Reforestation after fire: New forest from the air? Drone drops tree seeds

Reforestation after fire
New forest from the air? Drone drops tree seeds

A drone carries a container with seeds that have been prepared as pellets. photo

© Patrick Pleul/dpa

Forests are stressed and climate change is also affecting them. In Brandenburg, new trees are now being grown with the help of a drone.

After a forest fire in Beelitz, Brandenburg, in the summer of 2022, new trees are to grow there with the help of drones. The seeds were planted from the air in the Seddin state forest district by aircraft. With this project, Brandenburg is breaking new ground Reforestation and starts an experiment on a forest area that is approximately the size of five football fields.
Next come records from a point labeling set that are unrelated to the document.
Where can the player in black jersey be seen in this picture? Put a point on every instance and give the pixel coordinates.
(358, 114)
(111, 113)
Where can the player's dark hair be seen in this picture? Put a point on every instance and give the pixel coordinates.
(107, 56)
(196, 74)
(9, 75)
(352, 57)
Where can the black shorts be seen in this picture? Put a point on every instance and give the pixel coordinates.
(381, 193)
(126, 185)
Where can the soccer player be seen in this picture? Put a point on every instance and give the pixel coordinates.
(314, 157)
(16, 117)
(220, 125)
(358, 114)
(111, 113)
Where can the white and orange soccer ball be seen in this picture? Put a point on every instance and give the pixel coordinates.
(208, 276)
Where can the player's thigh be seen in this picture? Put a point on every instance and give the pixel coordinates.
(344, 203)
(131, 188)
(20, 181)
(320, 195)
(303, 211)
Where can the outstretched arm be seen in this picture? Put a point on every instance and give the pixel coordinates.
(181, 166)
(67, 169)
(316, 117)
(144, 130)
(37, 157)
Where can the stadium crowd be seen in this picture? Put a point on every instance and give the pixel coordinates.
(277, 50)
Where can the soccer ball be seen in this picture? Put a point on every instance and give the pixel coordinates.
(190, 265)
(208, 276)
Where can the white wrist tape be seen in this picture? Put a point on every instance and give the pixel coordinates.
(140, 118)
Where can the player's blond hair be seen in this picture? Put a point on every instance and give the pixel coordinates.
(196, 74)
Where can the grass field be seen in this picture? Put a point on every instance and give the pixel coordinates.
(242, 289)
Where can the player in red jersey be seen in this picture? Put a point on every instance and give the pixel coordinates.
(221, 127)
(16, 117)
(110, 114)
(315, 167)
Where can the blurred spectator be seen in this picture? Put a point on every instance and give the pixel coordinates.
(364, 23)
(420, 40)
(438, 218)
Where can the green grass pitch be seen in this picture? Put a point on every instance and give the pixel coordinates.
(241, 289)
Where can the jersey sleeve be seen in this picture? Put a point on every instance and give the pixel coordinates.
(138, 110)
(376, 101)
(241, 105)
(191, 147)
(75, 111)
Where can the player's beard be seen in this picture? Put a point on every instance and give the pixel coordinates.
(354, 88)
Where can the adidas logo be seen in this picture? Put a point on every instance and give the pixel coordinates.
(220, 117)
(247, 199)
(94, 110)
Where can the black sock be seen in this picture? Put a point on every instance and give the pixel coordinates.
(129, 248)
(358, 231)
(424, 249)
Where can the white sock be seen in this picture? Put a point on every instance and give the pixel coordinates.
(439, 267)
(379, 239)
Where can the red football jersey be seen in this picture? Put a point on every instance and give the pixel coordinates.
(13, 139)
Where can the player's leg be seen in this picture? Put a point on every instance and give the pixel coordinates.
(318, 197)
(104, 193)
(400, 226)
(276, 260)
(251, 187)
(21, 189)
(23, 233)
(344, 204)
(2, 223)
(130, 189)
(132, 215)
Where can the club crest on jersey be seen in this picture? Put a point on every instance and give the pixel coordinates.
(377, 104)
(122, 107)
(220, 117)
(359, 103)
Because of the contamination with old weapons, conventional planting of young trees is hardly possible there. It will only become clear after months or years whether the drone experiment will work and whether many young trees will sprout.

In the summer of 2022, several large forest fires raged in Brandenburg. A fire near Beelitz alone had spread to more than 230 hectares. What remained was a heavily charred area. Now the forest should regenerate. The aim of the Ministry of the Environment is for pine forests to be transformed into near-natural mixed forests. They should become more resilient to the consequences of climate change.

Twelve kilos of seed pellets for one hectare of forest

A Berlin start-up wants to promote reforestation from the air. For the 3.5 hectare test area in the Seddin forestry district, light seeds from the tree species sand birch, mountain ash, Douglas fir and coastal fir were selected and prepared as pellets. Twelve kilos of pellets fit into the container under the drone, as the company’s founder and managing director, Ole Seidenberg, said. According to the ministry, this can be used to sow seeds for one hectare of forest. The exact flight routes for the drop from a height of around 10 to 15 meters were previously researched.

Above all, the weather has to play its part – too much dryness and too much rain could damage the seeds. The ministry also cites game browsing as a risk, because deer like to eat the shoots of young trees.